I pondered everything he’d told me. “This is a lot, but I still don’t get one thing: why is Chrysalis different? I mean, why has her base form always been different from that of every other changeling? And why was I born different?”

“I don’t know for sure. She may have come from a very powerful unicorn, an especially evil one, one that was still alive when the tree consumed them, which would be possible if they arrived later than the others and were to drown in the lake or the tree snatched them as they were passing by, or maybe there was an unaccounted-for alicorn in one of the graves. She could also have come from a different insect than the rest of you, or there could have been magical forces at work inside the tree itself that decided to create one changeling different from the rest for some reason. Maybe she was supposed to become a biological queen, but that probably didn’t work, given that changelings mate in pairs. We might never know. As for you, maybe you had a spontaneous mutation that affected your perception of love, or whatever good was left in your species after all this time beat the odds against the overwhelming darkness in the process of creating you.”
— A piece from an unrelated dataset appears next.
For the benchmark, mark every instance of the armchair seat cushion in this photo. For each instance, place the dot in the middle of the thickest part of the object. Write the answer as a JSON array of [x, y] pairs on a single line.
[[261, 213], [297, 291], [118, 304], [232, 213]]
“Do you still know where that tree was? I’m wondering if we can do something about the dark aura.”

“The tree remains as far as I know, unless it rotted away since I last saw it. The area was cleansed of dark magic, the lake was drained, the remaining skeletons relocated, and a network of caves was discovered underneath in the process. Given the area’s past, it was eventually decided to put the caves to use as what is now known as Tartarus.”

“...oh.” That was about as much as I could say, given the amount of new information to process and their implications.

“It seemed apt at the time,” he said. “If I’d known changelings would be good one day…”

“It’s alright,” I interjected, more for his benefit that I really believed my own words. “I understand. Still, it’s a lot to take in, and I’m not sure how the others would feel about it.” I wasn’t sure how I felt about it! “They deserve to know, but let’s not rush into making it public, okay?”

“I will not speak of it until you do.”

“Thank you. Now, you’ve seen our origin and our history; may I show you the particulars of how we turned out?”